Portal view: Log Analytics editor where the KQL queries below execute¶

Application Insights Logs blade for ai-test-20251107 showing the KQL editor with a New Query 1 tab, a Run button, Time range Last 24 hours, Show 1000 results, and a KQL mode dropdown. The query editor is empty with placeholder Type your query here or click one of the queries to start. A Query history panel below shows the empty state No queries history.

The KQL snippets below all execute in the Application Insights Logs editor shown here — accessible from the Logs button in any Application Insights or Log Analytics workspace. Before pasting a query, set the blade-level Time range to match the | where TimeGenerated > ago(...) clause in the query (default queries here use ago(2h), ago(6h), or ago(24h)).

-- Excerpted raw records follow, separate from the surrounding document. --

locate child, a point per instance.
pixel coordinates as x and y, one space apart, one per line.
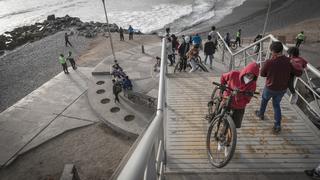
63 62
71 60
192 56
298 63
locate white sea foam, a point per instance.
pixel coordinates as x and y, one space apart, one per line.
145 15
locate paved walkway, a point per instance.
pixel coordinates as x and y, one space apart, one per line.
295 149
57 106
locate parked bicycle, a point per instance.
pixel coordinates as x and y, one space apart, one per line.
200 65
222 133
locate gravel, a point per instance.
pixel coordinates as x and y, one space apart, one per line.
28 67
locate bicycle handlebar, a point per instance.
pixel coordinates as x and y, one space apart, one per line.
224 87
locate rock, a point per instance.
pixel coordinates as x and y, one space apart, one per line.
51 17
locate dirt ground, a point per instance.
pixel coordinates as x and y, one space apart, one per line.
96 151
101 48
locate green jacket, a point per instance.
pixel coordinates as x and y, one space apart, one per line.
62 60
300 36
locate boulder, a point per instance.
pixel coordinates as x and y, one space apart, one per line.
51 17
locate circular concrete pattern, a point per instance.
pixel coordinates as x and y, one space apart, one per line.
115 109
101 91
105 101
129 118
100 82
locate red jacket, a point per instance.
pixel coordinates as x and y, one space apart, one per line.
234 79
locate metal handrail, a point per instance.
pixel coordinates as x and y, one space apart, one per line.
146 162
271 38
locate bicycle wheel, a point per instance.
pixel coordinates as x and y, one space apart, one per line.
214 104
221 141
233 45
203 67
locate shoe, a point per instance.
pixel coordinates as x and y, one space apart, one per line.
276 130
226 151
257 113
293 98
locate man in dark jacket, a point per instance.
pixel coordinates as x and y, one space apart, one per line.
66 39
183 49
209 50
116 89
277 71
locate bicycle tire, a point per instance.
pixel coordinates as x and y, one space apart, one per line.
211 139
233 46
203 67
213 104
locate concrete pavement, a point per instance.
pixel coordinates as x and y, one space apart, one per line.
57 106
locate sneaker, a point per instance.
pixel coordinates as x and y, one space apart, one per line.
293 98
276 130
257 113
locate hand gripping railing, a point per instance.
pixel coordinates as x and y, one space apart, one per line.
146 161
244 55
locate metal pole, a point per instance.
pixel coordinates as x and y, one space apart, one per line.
266 21
111 43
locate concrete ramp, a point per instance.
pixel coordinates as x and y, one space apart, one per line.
258 150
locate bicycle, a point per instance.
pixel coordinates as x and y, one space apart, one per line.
222 131
179 65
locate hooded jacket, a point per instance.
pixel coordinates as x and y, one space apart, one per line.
234 79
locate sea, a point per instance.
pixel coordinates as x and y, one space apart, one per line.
147 16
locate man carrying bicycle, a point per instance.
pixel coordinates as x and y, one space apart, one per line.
245 81
192 57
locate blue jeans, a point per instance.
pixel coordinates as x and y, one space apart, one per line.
210 58
276 99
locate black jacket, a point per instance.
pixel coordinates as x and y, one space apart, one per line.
183 49
209 48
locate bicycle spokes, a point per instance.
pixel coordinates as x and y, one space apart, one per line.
221 142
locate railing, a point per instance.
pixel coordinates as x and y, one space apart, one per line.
147 160
239 59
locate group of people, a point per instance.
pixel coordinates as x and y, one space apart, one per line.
130 32
63 62
279 71
189 49
120 81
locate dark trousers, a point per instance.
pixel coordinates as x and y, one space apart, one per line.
238 40
291 84
65 67
116 95
237 117
68 42
130 36
73 64
299 41
184 63
170 57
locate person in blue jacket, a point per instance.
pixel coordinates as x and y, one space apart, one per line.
130 31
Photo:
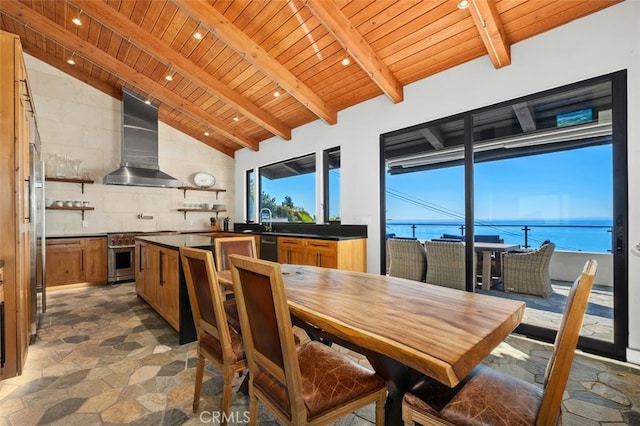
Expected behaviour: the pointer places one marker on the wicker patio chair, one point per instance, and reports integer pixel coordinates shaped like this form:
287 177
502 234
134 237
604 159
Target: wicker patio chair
407 259
528 272
446 264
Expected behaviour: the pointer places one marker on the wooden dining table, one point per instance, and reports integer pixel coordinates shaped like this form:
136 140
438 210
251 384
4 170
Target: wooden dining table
440 332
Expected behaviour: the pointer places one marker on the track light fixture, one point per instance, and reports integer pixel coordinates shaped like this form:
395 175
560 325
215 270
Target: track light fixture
76 20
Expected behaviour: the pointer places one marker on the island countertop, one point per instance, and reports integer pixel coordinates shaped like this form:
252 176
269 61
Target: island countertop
177 241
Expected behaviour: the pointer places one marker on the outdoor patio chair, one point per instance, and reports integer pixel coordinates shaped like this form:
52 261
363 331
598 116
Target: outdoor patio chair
407 259
528 272
490 397
445 262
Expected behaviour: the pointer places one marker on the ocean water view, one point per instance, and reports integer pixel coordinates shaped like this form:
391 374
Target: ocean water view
589 235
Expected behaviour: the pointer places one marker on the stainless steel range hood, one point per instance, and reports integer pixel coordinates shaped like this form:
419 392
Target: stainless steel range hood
139 154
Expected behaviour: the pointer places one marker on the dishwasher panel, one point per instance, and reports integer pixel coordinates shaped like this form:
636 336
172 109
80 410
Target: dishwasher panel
269 248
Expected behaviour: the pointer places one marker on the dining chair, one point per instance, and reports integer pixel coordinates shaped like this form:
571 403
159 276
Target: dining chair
308 384
487 396
407 259
223 247
528 272
445 264
217 341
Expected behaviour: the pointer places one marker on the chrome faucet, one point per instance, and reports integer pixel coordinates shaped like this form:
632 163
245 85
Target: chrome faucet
269 225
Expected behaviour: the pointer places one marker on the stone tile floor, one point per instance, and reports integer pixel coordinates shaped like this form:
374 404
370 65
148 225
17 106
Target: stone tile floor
547 312
102 356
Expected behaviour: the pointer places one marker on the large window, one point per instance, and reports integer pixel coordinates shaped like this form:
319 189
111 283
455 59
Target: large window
331 163
249 191
287 190
549 167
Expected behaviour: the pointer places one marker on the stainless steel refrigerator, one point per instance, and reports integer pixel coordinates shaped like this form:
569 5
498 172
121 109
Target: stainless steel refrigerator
37 229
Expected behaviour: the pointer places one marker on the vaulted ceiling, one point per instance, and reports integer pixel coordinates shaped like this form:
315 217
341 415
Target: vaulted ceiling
223 83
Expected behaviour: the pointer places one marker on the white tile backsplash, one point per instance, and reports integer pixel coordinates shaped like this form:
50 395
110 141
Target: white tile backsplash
83 123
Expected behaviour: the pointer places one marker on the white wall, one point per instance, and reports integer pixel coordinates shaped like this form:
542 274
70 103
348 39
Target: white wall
83 123
598 44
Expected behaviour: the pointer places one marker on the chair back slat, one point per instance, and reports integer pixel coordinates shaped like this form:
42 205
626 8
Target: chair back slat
205 297
266 324
225 246
559 365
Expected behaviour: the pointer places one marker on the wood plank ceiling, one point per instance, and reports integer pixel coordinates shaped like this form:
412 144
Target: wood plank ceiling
223 85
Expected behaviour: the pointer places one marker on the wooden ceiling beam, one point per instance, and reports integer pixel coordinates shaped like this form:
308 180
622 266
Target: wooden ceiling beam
164 117
329 14
223 29
487 20
120 24
73 71
111 64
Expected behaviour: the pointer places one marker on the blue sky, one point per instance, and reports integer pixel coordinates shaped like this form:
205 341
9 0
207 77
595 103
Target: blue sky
560 186
567 185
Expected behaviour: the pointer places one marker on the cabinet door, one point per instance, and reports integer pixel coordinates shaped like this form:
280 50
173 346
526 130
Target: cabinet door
143 273
291 250
65 261
322 253
168 292
95 260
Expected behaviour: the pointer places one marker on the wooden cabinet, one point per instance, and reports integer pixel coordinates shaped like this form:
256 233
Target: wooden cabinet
76 261
158 280
322 253
343 254
292 250
15 116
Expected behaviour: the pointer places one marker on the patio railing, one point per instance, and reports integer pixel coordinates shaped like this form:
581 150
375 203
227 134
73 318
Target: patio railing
591 238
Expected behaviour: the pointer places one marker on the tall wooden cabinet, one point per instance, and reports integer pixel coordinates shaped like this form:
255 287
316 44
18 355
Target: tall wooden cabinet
158 280
15 113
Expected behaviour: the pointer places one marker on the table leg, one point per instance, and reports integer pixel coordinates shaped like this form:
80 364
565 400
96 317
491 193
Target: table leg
486 270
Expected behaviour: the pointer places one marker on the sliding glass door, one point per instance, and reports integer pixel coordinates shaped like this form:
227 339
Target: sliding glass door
544 180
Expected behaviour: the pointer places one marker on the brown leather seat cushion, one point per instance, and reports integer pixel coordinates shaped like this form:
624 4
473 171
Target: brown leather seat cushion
212 345
329 379
478 399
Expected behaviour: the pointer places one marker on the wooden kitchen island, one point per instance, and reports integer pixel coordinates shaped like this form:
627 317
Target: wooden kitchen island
160 279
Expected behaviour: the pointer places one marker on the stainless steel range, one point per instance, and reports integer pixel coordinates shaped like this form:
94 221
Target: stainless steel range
121 251
121 261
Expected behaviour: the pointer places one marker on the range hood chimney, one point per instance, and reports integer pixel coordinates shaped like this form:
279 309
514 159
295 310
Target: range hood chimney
139 153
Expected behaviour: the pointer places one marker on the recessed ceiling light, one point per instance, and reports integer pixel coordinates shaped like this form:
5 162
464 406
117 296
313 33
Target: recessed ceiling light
77 21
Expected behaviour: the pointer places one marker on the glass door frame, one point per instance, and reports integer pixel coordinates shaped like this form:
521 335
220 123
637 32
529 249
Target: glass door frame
617 348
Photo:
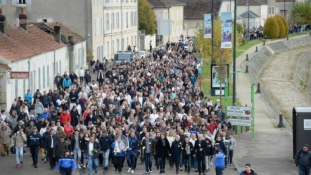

The KQL mode dropdown distinguishes raw Kusto from Simple mode; all three queries below require KQL mode. The empty Query history panel becomes the reproducibility artifact during real incidents — save important queries from this panel into the runbook for post-incident review.

AppServiceHTTPLogs
| where TimeGenerated > ago(2h)
| summarize total=count(), errors5xx=countif(ScStatus >= 500 and ScStatus < 600), p95=percentile(TimeTaken,95) by bin(TimeGenerated, 5m)
| order by TimeGenerated asc

AppServicePlatformLogs
| where TimeGenerated > ago(24h)
| where ResultDescription has_any ("restart", "recycle", "health", "container", "start", "stop")
| project TimeGenerated, OperationName, ResultDescription
| order by TimeGenerated desc

AppServiceConsoleLogs
| where TimeGenerated > ago(6h)
| where ResultDescription has_any ("Exception", "timed out", "No space left", "OOM", "killed", "could not bind")
| project TimeGenerated, ResultDescription
| order by TimeGenerated desc

6) Fast routing examples¶

Example A: 5xx appears only during bursts.
- Start with runtime/worker model (FP-RUN-03), then outbound pressure (FP-NET-02). - Open: Intermittent 5xx Under Load and SNAT or Application Issue?.
Example B: deployment says success, app unavailable.
- Start with deployment path (FP-DEP-01/02/03). - Open: Deployment Succeeded but Startup Failed and Container Didn't Respond to HTTP Pings.
Example C: outbound calls fail but only for private endpoint targets.
- Start with outbound path (FP-NET-01/03). - Open: Private Endpoint / Custom DNS Route Confusion.

How to use this architecture page during incidents

Do not treat any single metric as proof. Use this page to identify the most likely failure layer, then validate with time-correlated evidence. Move to the linked playbook only after you identify which layer best matches the symptom timing.